La Nina is officially over - for now at least.
The Bureau of Meteorology late yesterday announced the very wet 2021-22 La Nina which brought the flooding rains and wet conditions to much of Australia was over.
The third year of the La Nina influence has also been credited for some of the best farming seasons for decades.
The same weather experts are predicting a 50/50 chance the tropical Pacific's La Nina will come back later in the year.
Plus the long-term predictions of above average rains for the rest of the year are still current.
Forecasters have been watching the weather system decline over the past few weeks as sea temperatures and winds in the Pacific Ocean changed.
The official status for La Nina is now on "watch" which the bureau said is likely to be the pattern over winter.
They say most of their climate models spell out neutral El Nino-Southern Oscillation levels - neither La Nina nor El Nino - for the southern hemisphere.
The bureau's head of long-range forecasting, Dr Andrew Watkins, said the bureau has been monitoring this trend of a weakening La Nina over several weeks.
"A La Nina watch does not change the outlook of above average rainfall for most of Australia over coming months," Dr Watkins said.
"The bureau's long-range outlook remains wetter-than-average, consistent with model outlooks from other global forecast centres, reflecting a range of climate drivers including a developing negative Indian Ocean Dipole and warmer-than-average waters around Australia," he said.

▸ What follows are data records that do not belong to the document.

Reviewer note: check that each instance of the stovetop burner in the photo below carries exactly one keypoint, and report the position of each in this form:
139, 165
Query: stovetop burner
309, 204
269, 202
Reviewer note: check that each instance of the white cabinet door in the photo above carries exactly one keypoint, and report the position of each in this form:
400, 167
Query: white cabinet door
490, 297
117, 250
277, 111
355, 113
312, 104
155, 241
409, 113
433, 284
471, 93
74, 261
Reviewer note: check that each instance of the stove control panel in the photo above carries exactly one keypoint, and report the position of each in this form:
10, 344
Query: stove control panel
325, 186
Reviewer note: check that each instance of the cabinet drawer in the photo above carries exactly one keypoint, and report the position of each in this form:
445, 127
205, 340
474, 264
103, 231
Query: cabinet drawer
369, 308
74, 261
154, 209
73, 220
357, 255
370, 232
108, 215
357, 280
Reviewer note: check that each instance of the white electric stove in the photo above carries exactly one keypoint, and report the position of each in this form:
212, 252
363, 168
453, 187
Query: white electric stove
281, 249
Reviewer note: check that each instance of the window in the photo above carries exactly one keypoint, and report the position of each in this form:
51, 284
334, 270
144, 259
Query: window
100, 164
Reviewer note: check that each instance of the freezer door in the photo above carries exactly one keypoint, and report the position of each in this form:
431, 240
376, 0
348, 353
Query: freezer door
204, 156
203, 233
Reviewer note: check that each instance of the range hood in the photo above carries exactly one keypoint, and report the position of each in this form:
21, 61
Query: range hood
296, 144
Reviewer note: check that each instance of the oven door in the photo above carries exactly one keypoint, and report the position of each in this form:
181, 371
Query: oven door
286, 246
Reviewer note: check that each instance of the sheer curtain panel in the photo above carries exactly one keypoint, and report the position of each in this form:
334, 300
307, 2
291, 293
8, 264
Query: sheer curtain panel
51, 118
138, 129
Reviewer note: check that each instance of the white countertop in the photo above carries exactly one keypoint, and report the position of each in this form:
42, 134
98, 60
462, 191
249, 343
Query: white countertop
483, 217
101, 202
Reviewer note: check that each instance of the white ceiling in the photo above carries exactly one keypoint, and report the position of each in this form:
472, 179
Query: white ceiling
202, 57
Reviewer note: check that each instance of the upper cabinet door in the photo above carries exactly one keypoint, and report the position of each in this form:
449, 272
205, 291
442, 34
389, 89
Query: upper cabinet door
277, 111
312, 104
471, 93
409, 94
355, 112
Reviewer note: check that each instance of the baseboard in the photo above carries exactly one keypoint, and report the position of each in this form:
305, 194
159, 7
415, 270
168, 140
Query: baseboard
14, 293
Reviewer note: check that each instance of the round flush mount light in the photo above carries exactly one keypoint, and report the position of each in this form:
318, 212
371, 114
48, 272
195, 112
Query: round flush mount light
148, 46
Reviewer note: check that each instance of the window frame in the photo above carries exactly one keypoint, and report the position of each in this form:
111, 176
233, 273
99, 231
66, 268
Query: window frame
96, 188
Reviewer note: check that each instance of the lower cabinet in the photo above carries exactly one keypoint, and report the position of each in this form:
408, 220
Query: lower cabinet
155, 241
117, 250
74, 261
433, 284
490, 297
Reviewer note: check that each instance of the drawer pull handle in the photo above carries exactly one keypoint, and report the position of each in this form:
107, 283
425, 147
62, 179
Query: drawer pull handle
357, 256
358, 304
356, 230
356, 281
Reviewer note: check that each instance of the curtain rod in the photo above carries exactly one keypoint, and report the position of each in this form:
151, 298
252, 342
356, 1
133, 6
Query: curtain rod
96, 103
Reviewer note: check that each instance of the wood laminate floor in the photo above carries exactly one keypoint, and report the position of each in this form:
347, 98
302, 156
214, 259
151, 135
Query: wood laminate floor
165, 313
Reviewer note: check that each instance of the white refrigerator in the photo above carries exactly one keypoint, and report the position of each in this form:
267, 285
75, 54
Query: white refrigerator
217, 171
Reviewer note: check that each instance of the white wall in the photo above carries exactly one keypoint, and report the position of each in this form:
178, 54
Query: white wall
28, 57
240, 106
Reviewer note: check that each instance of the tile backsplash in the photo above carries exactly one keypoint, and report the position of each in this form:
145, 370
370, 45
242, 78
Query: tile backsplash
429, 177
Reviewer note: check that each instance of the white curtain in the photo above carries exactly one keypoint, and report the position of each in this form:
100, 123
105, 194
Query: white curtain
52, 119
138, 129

"Sea surface temperatures are currently warmer than average for much of the Australian coastline, particularly to the north and west. This pattern is likely to increase the chance of above average winter-spring rainfall for Australia."
The World Meteorological Organisation last week said there are "long-lead predictions" the rain driver will continue into next year as well - the first La Nina triple whammy for more than half a century.
"Rainfall predictions suggest Australia will continue to see above-average rainfall over the coming months," the WMO said in the global weather update.
Dr Watkins said the IOD was currently neutral.
"But all climate model outlooks surveyed suggest a negative IOD is likely to form in the coming months."
Rainfall across eastern and southern Australia is typically above average during winter and spring during a negative IOD.
Also, University of New South Wales climatologist Matthew England has said the climate-change inspired shift in complex interlinking weather patterns may lead to Australia experiencing La Nina like conditions far more often.